Conseil d'administration Joule

Trump, nous et les IPS

«Ce que les médecins désirent en ce moment, c’est du temps. Du temps pour bien faire leur travail et du temps...»

SIMON-PIERRE LANDRY, M.D.

«Non, madame, il ne nous reste plus de rendez-vous disponibles. »

La patiente repart de la clinique d’urgence de notre GMF penaude, et même un peu fâchée. Surtout anxieuse. Elle pense avoir vu du sang dans ses selles et elle est inquiète. Elle n’a plus de médecin de famille, car elle vient de déménager dans notre région pour sa retraite. Elle enseignait dans une école secondaire en banlieue de Montréal. Instruite, et considérant avoir cotisé suffisamment aux soins de santé par ses impôts toute sa vie, elle trouve la situation lamentable… mais surtout angoissante.

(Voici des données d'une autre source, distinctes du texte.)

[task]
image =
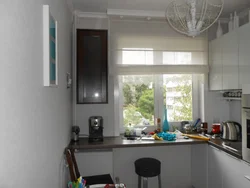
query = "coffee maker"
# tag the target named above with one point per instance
(96, 129)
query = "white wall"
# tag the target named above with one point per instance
(35, 120)
(84, 111)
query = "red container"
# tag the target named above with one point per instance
(216, 128)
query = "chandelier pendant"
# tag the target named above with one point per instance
(192, 17)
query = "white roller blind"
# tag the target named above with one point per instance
(155, 48)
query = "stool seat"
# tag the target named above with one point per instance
(147, 167)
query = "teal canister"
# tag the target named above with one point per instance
(165, 126)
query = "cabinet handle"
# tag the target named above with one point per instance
(232, 157)
(215, 148)
(247, 177)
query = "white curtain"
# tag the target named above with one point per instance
(142, 48)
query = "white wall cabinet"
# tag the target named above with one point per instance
(229, 60)
(244, 55)
(215, 62)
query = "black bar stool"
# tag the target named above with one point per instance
(146, 168)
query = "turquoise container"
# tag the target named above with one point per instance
(165, 126)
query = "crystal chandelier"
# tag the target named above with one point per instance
(192, 17)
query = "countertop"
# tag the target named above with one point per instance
(118, 142)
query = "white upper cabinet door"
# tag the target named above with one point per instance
(215, 63)
(230, 60)
(244, 55)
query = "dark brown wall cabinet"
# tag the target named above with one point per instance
(92, 66)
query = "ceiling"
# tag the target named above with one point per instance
(146, 5)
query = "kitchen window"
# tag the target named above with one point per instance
(153, 68)
(144, 98)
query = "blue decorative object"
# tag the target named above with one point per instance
(165, 122)
(167, 136)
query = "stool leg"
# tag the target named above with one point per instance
(139, 181)
(159, 181)
(145, 182)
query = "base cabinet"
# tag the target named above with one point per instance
(214, 167)
(199, 165)
(226, 171)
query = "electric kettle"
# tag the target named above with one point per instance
(231, 131)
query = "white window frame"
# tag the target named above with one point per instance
(158, 96)
(159, 101)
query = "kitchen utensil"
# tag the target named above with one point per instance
(96, 129)
(187, 128)
(216, 128)
(196, 137)
(75, 130)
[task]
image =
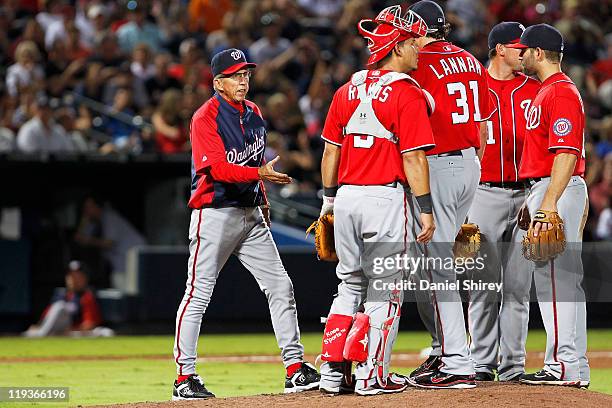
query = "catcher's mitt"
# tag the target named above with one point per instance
(548, 244)
(324, 237)
(467, 243)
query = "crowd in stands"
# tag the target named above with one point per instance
(126, 76)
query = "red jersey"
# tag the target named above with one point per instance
(401, 108)
(506, 128)
(555, 123)
(458, 83)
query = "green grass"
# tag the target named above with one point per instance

De nombreux médecins, devant cette scène, auront un comportement défensif : ils invoqueront des considérations cliniques pour ne pas se laisser envahir à leur tour par l’anxiété et la colère. Ils affirmeront que son cas n’est « pas urgent », qu’il s’agit probablement simplement d’hémorroïdes, une maladie traitable facilement par un médicament en vente libre.

Une telle attitude d’évitement est complètement improductive. Je comprends ce réflexe défensif qu’ont certains médecins, mais il est délétère. On ne doit pas invoquer des absolus théoriques pour mieux se distancier d’une situation inconfortable. Bien sûr, il faut mieux éduquer nos patients sur une saine utilisation du système de santé. Mais si ce n’est pas urgent, pourquoi cette patiente n’a-t-elle pas pu être évaluée par une infirmière, qui l’aurait triée adéquatement et l’aurait orientée dans le système, par exemple en lui donnant une priorité pour qu’elle soit vue par un médecin la semaine suivante après s’être assurée que ses signes vitaux étaient normaux ?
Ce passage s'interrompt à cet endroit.